This Monday, the Trump Administration began a new policy denying visas to same-sex partners of foreign diplomats and UN employees. It used to be that only spouses in traditional marriages to UN employees were allowed a G-4 visa: this policy was extended to gay couples in 2009 by then-Secretary of State Hillary Clinton, who said domestic partnership was enough to receive a visa, even though gay marriage hadn't been legalized. Now the rule is "get married or get out."
Under this new policy, LGBT couples in domestic partnerships have until the end of 2018 to get married. If they aren't wed by the beginning of 2019, they will have until the end of next January to leave the country. The administration had prepared diplomats in July when they announced this change, but their reasoning, as always, was specious:
"Same-sex spouses of U.S. diplomats now enjoy the same rights and benefits as opposite-sex spouses,” the U.S. mission wrote in a July 12 note to U.N.-based delegations. “Consistent with [State] Department policy, partners accompanying members of permanent missions or seeking to join the same must generally be married in order to be eligible” for a diplomatic visa.
In short, since gay marriage is now legal in the United States, and since straight couples who were not married in 2009 didn't get the same rights as gay couples, they should both get fair and equitable treatment. But what is being framed as a push for equality between groups has malicious downsides that cannot be ignored.
No one can deny the speed at which LGBT rights have progressed in the United States, especially under President Obama. The same cannot be said for most countries.
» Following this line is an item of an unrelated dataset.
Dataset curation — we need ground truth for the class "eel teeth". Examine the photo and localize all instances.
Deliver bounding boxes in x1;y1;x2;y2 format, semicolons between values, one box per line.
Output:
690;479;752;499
Only 25 nations currently have marriage equality laws on the books. Several other countries, like Chile, Ecuador, and Switzerland, either have civil union laws or are on their way to passing gay marriage. The majority of countries with these laws are in the western hemisphere, with the exceptions of South America and Australia. Not a single Asian country has a gay marriage law, although Taiwan is expected to become the first. These countries only make up 12% of UN member states.
By contrast, more than 70 countries consider homosexuality a punishable crime. Countries that have placed propaganda "bans" to stop the flow of LGBT ideas include Russia, Egypt, Libya, and Syria. In at least 13 countries, homosexuality is punishable by death, including Saudi Arabia, Afghanistan, and Pakistan.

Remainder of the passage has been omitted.